POISON BLOOD, S/t
Jenks Miller, cioè Horseback, chiede a Neill Jameson dei Krieg di prestargli la voce per il suo progetto black metal Poison Blood, nel quale – come spesso accade – lui suona tutti gli strumenti. Si tratta dunque di una collaborazione a distanza: otto le tracce da sentire, ma la lunghezza complessiva è quella di un ep. Quello che si riesce a scorgere è un black metal elementare, non proprio velocissimo come uno potrebbe credere, ma grezzo e massiccio, chiaramente e dichiaratamente ispirato dalle prime band di metal estremo, appartenenti a un’epoca in cui thrash, death e black stavano nello stesso brodo primordiale. La brevità di ogni brano, inoltre, dovrebbe corrispondere all’intenzione di Miller di far sembrare questo disco anche molto punk nell’approccio e nella filosofia.

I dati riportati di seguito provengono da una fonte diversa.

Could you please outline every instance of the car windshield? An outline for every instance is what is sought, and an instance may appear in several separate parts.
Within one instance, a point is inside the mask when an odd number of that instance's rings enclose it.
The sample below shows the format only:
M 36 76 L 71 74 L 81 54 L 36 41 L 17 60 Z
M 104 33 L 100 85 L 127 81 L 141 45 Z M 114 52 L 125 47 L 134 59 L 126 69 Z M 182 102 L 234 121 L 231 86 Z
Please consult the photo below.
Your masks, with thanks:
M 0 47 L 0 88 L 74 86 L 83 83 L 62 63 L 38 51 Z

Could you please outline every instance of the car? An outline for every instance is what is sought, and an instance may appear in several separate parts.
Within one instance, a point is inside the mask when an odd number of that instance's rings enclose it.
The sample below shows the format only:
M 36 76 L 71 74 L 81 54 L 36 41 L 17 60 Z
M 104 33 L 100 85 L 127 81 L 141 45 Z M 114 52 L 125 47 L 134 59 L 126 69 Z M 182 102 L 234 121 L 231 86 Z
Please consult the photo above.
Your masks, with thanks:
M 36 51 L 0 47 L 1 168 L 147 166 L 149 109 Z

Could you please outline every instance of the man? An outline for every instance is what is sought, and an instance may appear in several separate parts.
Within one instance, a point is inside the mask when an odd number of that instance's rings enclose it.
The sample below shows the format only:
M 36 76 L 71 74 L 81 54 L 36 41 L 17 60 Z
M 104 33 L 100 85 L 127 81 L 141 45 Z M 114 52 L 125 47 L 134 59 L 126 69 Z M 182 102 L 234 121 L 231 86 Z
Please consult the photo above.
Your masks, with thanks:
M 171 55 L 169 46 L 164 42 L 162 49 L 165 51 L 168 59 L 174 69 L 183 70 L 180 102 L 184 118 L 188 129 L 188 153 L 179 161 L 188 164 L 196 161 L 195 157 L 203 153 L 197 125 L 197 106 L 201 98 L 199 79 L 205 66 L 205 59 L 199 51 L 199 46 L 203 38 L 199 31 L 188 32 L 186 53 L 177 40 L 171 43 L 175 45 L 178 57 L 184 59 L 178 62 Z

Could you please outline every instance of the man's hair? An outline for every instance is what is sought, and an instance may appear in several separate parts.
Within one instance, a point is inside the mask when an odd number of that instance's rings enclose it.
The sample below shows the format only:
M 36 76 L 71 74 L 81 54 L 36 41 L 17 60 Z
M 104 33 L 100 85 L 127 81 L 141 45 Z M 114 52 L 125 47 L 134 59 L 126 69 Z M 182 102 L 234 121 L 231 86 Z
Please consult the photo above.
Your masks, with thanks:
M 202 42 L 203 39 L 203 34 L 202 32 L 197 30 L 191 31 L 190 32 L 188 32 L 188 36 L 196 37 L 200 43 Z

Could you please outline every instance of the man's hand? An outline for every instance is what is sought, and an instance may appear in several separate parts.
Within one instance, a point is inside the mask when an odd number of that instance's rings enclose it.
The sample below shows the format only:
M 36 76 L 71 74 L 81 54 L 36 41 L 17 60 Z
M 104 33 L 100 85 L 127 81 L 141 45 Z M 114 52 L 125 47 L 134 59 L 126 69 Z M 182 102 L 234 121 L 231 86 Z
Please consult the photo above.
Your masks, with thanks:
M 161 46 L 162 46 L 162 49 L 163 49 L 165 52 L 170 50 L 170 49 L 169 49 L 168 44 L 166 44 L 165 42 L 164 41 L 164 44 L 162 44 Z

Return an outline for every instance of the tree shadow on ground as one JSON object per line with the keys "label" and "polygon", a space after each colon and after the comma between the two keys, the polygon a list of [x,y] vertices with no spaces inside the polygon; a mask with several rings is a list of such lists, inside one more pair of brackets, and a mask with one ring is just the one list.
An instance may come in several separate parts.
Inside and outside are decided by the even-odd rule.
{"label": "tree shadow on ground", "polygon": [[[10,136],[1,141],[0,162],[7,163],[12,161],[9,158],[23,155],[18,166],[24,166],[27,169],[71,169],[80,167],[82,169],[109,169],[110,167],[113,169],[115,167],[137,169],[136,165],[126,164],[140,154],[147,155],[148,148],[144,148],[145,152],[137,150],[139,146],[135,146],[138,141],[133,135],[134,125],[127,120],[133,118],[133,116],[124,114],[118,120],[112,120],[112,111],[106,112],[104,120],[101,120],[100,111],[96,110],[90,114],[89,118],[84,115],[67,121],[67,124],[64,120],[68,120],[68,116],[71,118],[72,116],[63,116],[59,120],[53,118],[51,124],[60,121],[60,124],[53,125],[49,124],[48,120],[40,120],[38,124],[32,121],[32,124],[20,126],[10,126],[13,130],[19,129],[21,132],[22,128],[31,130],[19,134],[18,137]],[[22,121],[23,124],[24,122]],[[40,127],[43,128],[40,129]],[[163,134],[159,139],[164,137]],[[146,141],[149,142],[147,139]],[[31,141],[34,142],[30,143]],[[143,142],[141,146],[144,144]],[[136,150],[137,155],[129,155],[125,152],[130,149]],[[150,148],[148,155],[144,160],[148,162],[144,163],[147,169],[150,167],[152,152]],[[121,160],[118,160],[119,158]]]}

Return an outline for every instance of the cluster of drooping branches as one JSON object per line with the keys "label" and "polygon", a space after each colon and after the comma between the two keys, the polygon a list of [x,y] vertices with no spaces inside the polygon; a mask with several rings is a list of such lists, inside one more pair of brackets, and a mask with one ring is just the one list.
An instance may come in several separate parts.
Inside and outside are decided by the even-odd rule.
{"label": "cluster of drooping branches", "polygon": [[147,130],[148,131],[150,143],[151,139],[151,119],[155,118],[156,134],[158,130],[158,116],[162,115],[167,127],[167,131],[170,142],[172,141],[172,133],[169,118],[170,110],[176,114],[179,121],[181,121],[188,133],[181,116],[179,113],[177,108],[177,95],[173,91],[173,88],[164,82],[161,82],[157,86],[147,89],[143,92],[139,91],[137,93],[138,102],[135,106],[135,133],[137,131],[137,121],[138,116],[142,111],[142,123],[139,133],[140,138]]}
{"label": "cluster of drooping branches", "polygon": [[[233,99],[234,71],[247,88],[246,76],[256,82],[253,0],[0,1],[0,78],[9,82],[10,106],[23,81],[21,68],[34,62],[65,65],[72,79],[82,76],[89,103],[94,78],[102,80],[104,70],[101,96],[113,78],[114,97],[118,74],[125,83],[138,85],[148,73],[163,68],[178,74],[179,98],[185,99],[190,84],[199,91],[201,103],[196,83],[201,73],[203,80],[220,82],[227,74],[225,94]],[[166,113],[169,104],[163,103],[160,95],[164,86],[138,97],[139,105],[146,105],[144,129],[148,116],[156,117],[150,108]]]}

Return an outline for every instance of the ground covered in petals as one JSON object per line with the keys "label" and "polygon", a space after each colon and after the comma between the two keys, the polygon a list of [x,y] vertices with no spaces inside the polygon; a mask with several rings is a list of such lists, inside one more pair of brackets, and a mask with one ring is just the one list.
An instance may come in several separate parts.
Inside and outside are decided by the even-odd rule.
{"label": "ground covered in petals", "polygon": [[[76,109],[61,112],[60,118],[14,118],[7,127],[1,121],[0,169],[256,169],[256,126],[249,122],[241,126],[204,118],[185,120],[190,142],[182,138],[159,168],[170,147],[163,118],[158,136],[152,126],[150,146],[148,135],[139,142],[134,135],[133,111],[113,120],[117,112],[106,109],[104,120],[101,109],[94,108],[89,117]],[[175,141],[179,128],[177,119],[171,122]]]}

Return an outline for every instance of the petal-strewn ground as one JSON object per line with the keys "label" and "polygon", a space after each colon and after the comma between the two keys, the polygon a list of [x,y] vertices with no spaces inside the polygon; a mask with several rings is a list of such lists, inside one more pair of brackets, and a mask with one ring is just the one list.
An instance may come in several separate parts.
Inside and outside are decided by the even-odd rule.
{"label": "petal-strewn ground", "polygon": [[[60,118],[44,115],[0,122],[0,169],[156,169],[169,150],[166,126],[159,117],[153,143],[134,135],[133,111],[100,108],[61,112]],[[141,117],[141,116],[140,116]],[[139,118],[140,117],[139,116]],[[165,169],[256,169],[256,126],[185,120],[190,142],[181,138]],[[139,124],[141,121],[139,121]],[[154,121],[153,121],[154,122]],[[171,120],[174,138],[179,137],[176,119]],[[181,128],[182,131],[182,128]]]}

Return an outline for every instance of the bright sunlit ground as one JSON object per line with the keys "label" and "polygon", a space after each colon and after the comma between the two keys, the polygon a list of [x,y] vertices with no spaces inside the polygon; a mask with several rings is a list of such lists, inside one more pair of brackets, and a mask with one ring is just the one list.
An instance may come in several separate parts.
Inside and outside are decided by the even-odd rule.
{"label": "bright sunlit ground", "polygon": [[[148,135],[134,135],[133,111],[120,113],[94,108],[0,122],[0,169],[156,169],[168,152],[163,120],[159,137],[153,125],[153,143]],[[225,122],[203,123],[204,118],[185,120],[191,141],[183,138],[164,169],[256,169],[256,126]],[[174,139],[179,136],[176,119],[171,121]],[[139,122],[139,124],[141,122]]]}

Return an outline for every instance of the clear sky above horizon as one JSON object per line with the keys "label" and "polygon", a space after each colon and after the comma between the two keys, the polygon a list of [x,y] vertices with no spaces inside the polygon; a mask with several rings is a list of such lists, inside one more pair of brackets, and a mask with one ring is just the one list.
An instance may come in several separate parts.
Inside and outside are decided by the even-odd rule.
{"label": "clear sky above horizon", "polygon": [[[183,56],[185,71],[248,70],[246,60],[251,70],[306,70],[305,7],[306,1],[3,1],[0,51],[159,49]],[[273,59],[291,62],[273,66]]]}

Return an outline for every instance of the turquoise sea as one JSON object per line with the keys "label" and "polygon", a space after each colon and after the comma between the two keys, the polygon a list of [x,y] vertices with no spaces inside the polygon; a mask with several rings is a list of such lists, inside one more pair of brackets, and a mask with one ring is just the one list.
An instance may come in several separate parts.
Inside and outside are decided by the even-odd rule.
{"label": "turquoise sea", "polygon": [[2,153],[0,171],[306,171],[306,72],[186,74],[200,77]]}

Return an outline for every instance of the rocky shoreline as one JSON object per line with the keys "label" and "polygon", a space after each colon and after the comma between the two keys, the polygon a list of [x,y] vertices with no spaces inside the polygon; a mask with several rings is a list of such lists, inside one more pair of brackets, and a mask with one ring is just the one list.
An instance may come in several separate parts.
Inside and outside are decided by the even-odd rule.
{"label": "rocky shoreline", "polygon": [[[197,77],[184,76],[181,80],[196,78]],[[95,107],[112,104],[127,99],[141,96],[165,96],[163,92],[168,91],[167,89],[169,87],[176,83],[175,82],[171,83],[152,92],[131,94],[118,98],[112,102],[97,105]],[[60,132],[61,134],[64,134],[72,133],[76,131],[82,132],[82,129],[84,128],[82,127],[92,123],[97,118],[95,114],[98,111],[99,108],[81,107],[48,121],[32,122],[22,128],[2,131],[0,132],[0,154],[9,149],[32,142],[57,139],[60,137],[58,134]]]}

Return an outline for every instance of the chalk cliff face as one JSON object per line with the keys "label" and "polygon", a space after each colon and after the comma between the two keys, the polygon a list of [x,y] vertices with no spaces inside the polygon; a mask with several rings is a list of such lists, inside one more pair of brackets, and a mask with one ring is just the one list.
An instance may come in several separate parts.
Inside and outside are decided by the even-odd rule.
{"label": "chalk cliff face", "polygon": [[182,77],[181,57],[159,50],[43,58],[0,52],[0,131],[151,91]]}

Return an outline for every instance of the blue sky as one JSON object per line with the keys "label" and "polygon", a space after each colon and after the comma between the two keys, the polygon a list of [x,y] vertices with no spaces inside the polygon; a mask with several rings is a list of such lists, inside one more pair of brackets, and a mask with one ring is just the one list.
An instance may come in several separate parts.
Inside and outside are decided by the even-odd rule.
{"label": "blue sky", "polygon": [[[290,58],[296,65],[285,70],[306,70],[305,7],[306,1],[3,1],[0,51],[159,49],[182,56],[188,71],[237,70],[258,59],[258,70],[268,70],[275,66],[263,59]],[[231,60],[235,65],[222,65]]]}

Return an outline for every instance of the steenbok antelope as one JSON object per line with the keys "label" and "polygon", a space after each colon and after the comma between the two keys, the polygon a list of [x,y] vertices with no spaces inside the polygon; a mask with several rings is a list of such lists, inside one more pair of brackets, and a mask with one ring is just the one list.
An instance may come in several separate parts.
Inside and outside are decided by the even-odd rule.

Chi ascolta Horseback, tra l’altro, ne troverà tracce in alcuni frangenti, come ad esempio nella conclusiva, ipnotica “Circles Of Salt” (un po’ fuori contesto, a mio avviso) o in qualche reminiscenza “americana” o “western” di un paio di episodi. Ci sono infine anche i 48 secondi di synth minimalista intitolati “The Flower Of Serpents”, messi lì come a voler dimostrare che Poison Blood non è ottuso o monogenere, ma va detto che già tanti musicisti black metal delle origini ascoltavano queste cose (magari è fatto apposta a mo’ di tributo, per carità), uno su tutti Euronymous, basta pensare alla traccia che apre Deathcrush dei Mayhem.
Jameson, dal canto suo, è davvero implacabile, ma vorrei sentire un disco con quattro-cinque pezzi solidi, perché quest’esordio dà la sensazione che Poison Blood sia ancora in una fase embrionale.